At the beginning of June, legislators in Michigan passed bills which, if signed into law by the governor, would help biological dads assert their fathers’ rights to be involved in their children’s lives. The bill would be especially helpful in circumstances where the child’s mother was married to someone else when the child was born.
Present Michigan law, archaic and originating more than half a century ago, presumes that the husband of the mother is necessarily the father of any children born during the marriage. This presumption ignores the biological reality that a child is sometimes the result of a woman’s extramarital affair. It also makes such husbands, who are not the biological fathers, responsible for the child’s financial support.

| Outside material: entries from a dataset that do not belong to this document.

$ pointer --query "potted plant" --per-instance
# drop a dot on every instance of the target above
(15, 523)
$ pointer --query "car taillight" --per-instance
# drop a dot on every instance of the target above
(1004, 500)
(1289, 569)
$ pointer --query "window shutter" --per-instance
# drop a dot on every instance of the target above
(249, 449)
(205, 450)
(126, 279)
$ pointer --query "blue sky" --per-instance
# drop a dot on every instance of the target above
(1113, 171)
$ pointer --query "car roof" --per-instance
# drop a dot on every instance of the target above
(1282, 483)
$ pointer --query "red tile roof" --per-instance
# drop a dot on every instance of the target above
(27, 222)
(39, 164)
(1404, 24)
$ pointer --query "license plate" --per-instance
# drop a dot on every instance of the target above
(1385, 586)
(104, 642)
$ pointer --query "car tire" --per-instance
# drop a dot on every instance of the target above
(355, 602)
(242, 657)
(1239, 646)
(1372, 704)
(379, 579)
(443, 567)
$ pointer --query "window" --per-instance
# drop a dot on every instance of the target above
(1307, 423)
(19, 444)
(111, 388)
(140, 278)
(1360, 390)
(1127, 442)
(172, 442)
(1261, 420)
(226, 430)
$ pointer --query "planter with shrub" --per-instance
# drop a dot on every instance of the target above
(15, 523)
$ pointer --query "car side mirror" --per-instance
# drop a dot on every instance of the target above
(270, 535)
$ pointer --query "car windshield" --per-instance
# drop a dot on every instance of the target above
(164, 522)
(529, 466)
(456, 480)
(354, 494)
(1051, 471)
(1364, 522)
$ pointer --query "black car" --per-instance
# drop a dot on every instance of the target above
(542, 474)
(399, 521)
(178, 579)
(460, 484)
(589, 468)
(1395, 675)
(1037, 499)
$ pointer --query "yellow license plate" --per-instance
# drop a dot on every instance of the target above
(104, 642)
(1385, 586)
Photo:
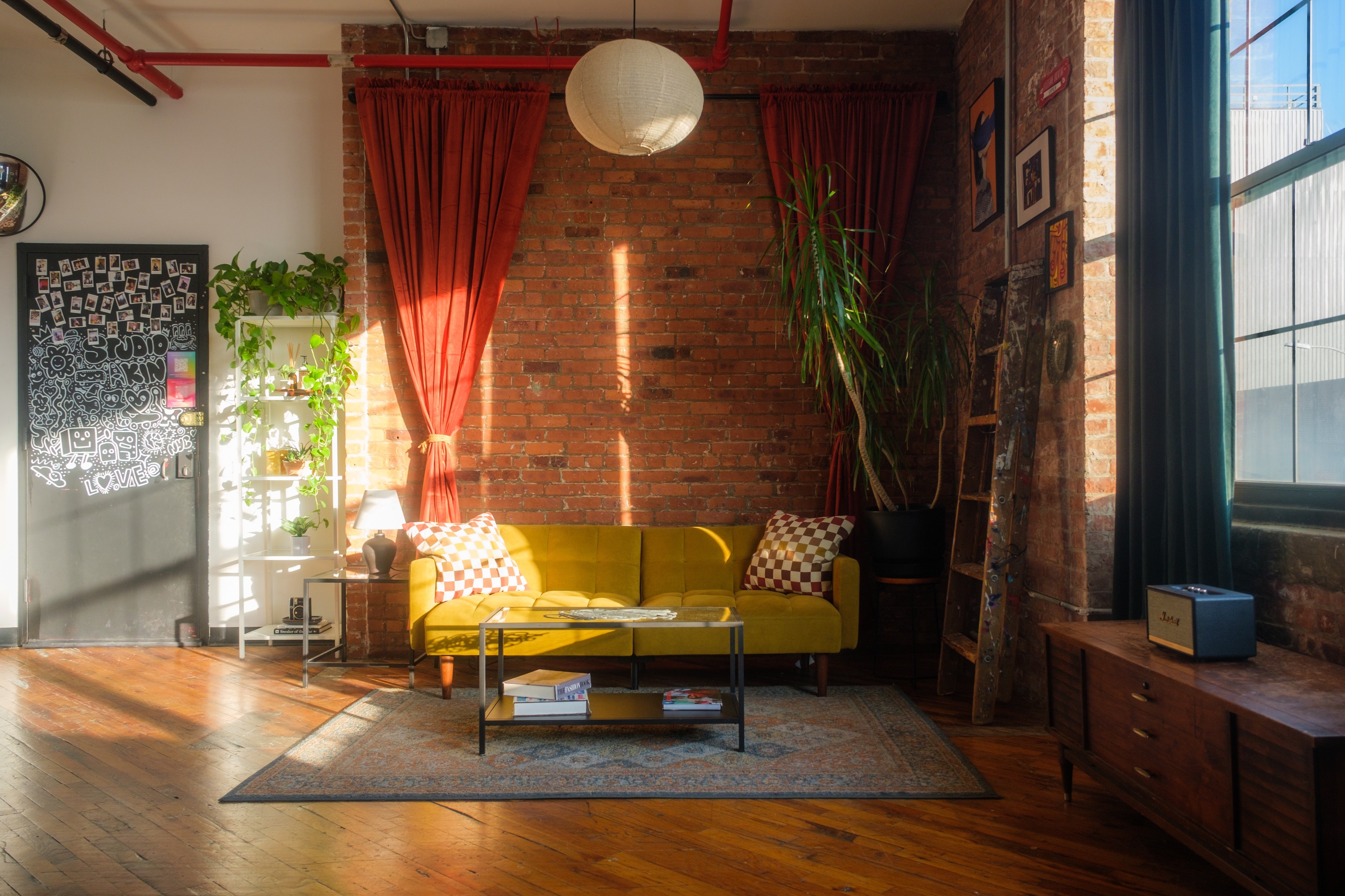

For a biological father in this position, it can be truly heartbreaking to not be acknowledged, and to not have a legal right to visit his child. It can be equally emotionally damaging to the man, not having the opportunity to hold his child or contend for custody in circumstances when he knows that he could provide his son or daughter with a good loving home. In some cases, he may be a more nurturing parent than the “technical” father.
In one instance, a man who fathered a now 6-year-old girl has not been allowed to even see her for the past four years. At the time he fathered the child, the mother was married but separated. The biological father responsibly provided financial support for his daughter for over two years, only to be cruelly cut out of her life when the mother got back together with her husband and then took the child away to another state.
The proposed new laws would recognize the status and rights of biological fathers regardless of existing marriages. There has been no word yet as to whether the governor will sign the law.